For Stanford White, the mid to late 1870s were enormously formative; White’s early apprenticeship to H. H. Richardson which included work on the monumental Trinity Church in Boston, his visit to the pivotal Centennial Exposition in Philadelphia and his first trip to Europe all contributed to the rich artistic expression in the years to follow. An interesting coincidence of 1877 was that the consecration of Trinity Church took place on the same day, February 9th, that Whistler held his reception for the press at the Peacock Room.
In his personal life, White’s closest friends and associates were artists active in the aesthetic redefinition so much in the forefront at the time. His participation in the Tile Club, formed in 1877, provided him with an unconventional atmosphere and aligned him with artists who lived the artistic directive of their day to make “art for art’s sake.” Augustus Saint-Gaudens, William Merritt Chase, J. Alden Weir, John Twachtman and Edwin Austin Abbey, to name a few, remained close to White throughout his life.
Upon White’s return from his first European sojourn in 1880, the partnership of McKim, Mead and White was formed. The hallmark of White’s career is not just his contribution to architecture, but also his unique and inspired interior decorative schemes. Time and again throughout his career, his attention to the use of materials and decorative elements displayed a unique talent. His sensuous combination of wood carving, glazed tiles, stained glass, marble and brass earned him praise early in his career and throughout his lifetime. It is not surprising, then, to see the refined and complex vision White brought to his design of picture frames an obvious adjunct to his work as an architect and his close friendships with numerous artists. His earliest known frame designs, dating from about 1884, were those created to surround the women in his life both an oil by Thomas Wilmer Dewing and a marble relief by Saint-Gaudens were portraits of his wife Bessie; another was a portrait of his mother by Abbott Thayer.
By the 1890s, his frame designs were well-known. The styles were of two types: the tabernacle-style frame like that on the marble relief of Bessie, and a simpler profile frame seen frequently on the works of Dewing and Dwight Tryon. The latter profile is important in that it was broad, nearly flat, and it sloped away from the picture surface in decided contrast to the more conventional profiles of earlier 19th-century frames which were deep and which sloped down toward the picture surface. Though White did not make the frames himself, he did create meticulous drawings of their ornamentation and closely supervised their execution by chosen craftsmen. (Figure 3)
By the 1890s, his frame designs were well-known. The styles were of two types: the tabernacle-style frame like that on the marble relief of Bessie, and a simpler profile frame seen frequently on the works of Dewing and Dwight Tryon. The latter profile is important in that it was broad, nearly flat, and it sloped away from the picture surface in decided contrast to the more conventional profiles of earlier 19th-century frames which were deep and which sloped down toward the picture surface. Though White did not make the frames himself, he did create meticulous drawings of their ornamentation and closely supervised their execution by chosen craftsmen. (Figure 3)

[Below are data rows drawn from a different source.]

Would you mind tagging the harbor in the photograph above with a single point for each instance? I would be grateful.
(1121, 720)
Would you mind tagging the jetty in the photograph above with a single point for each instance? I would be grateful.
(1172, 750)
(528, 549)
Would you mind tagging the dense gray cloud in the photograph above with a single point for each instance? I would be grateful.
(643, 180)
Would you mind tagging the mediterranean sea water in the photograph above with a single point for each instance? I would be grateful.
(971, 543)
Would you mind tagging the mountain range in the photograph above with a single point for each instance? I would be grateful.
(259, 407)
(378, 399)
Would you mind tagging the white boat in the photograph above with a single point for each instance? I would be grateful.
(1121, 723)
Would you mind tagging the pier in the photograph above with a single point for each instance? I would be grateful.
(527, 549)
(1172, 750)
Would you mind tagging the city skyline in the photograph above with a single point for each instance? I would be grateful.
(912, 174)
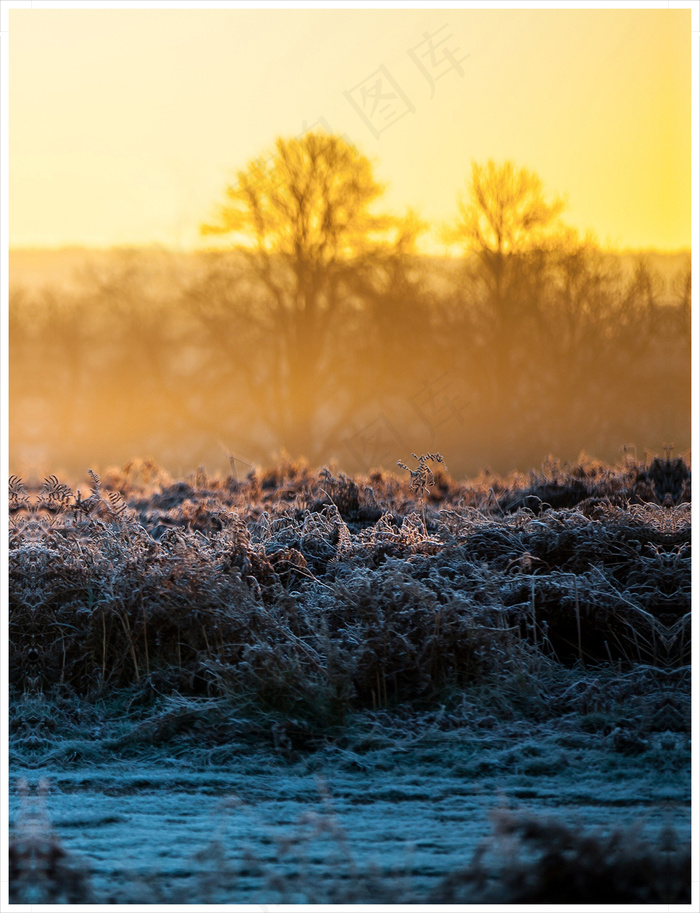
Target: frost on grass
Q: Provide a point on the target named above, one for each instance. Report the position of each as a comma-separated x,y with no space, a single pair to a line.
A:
297,611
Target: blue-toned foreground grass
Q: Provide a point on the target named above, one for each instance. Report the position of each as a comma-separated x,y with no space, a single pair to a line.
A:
525,638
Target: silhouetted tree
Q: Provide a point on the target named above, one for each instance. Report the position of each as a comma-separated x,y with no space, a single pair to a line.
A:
305,220
506,228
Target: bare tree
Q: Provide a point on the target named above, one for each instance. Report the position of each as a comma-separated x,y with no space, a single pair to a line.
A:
304,217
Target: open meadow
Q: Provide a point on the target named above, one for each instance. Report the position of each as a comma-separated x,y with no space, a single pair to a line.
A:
306,687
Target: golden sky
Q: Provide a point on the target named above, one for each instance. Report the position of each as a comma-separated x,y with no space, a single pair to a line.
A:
125,126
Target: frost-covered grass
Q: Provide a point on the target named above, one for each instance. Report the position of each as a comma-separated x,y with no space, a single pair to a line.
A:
355,622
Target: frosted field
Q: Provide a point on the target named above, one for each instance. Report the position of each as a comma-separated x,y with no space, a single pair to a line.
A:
385,822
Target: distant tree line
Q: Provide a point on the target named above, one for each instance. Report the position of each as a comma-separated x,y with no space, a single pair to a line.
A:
323,332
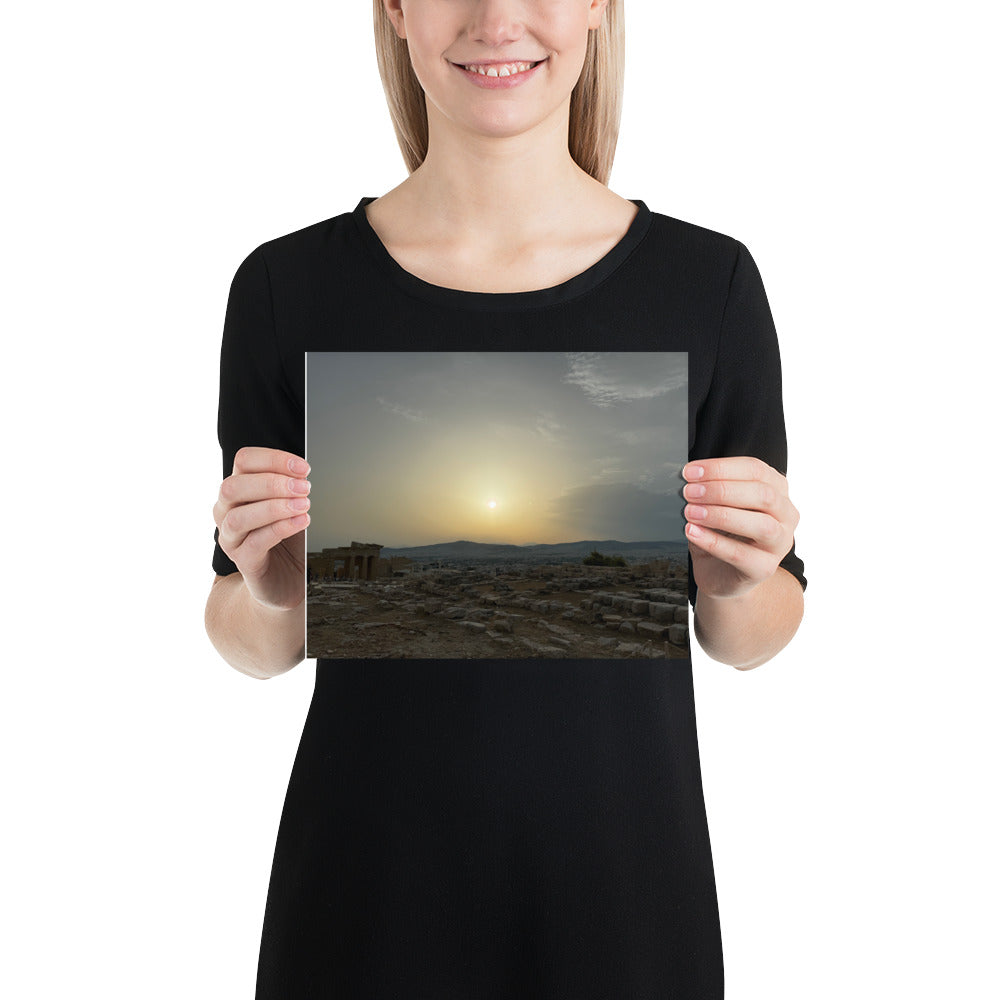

David C. Huntington, a professor of art history, aptly described White’s frame on Dewing’s Summer in the following way: “Intimate in its details, reticent in its features, this frame, itself an original work of art, is the perfect surround for a scene too fragile for any but the most sympathetic of eyes.” In this frame style, White designed several surface treatments, all of them at once rich and complex, refined and restrained. In White’s tabernacle frames, many of which appear on Thayer’s angel pictures, we see his appreciation for the Italian Renaissance features well-known in many of his architectural designs; they are a perfect complement to the classical depiction of Thayer’s young women. In the early 1880s, while White was designing his first frames in New York, the young student Hermann Dudley Murphy was studying art at the Boston Museum School. Just as White created frames for artworks reflecting the late 19th-century shift to classicism and idealized images, Murphy created frames for the Impressionist and Post-Impressionist works that prevailed at the turn of the century.
The influence of Whistler on the paintings of Murphy, noted for their color harmonies and refined compositions, is no less evident than his influence on Murphy’s ideals concerning the importance of the picture frame. At the time of Murphy’s studies in Paris under Jean-Paul Laurens and J. J. Benjamin-Constant at the Acad mie Julian, Whistler was active in Paris, and his studio was a gathering place for young Americans.
Murphy returned to the United States in 1897, the year that a group of artists, noted in part for their Impressionist works seceded from the Society of American Artists to form “the Ten.” Upon his return Murphy was unable to afford the fine frames he felt his work so deserved and went about gathering the tools and skills necessary to create them himself. Already by the following year, in the reviews of his work, Murphy was credited with beauty and skillfulness in the frames he created to surround his works. By 1903, Murphy had built himself a home and studio in Winchester, Massachusetts, that he named Carrig Rohane, Celtic for “red cliff” – a reference to his Celtic heritage, yet another kindred connection to Whistler, also a Celt. In that same year, Murphy invited Charles Prendergast, the brother of Maurice, to join him in the Carrig-Rohane frame shop. Though Murphy’s designs enjoy many historical influences, one of the most significant is that of the 16th and 17th-century Venetian cassetta frame. The cassetta, with its broad flat center panel and raised inner and outer edges, became a favored choice for Murphy. The sgraffito decoration at the corners of the center panel of the Venetian prototype became a carved design situated on the outer section of Murphy’s creation.
The flat, unadorned frame was the perfect foil to the Impressionist paintings, which employed such new palettes of color and new styles of brushwork. With Boston as a leading center of art in the United States, Murphy’s new frame designs were quick to gain favor and recognition; many would inspire variants adapted to the specific tastes of other artists who favored the use of this new frame style. (Figure 4)
The flat profile would show to best advantage the subtleties of the gilding process acknowledged years earlier by Whistler. Many new shades of gilding were used on the frames to best harmonize with the canvases they surrounded. The kinship of Whistler and Murphy is further evident in Murphy’s use of a cipher, as Whistler used his butterfly on paintings and frames alike. Murphy appears to be the first American artist to specifically acknowledge the artistry inherent in his frames – each is signed and dated on the reverse. In addition to frames for his own works, Murphy created frames for some of the leading artists of his day, such as Edmund C. Tarbell, William MacGregor Paxton and Frank W. Benson, and it is fitting to see Murphy as the leader of a veritable revolution in the design of American frames that would show itself for decades to come.
It is interesting to ponder the “cross-pollination” in the works of all four men. We know that Church was a Ruskinian – his allegiance to that of the noble and the sacred in nature – and that he would have been all too aware of Whistler’s iconoclastic views both before and during his Near Eastern travels. We know, too, that in 1895 Stanford White spent an evening with Whistler in Paris and saw the Peacock Room in London, later writing the artist that he hoped to bring it to the United States. And, finally, we know of Whistler’s impact upon the young student Murphy, who would later open his own Carrig-Rohane frame shop in Boston in 1903, the same year that Whistler was memorialized in the Boston exhibition of his work. It is a fitting tribute that these four men can now be acknowledged for their enduring influence on the way we see art.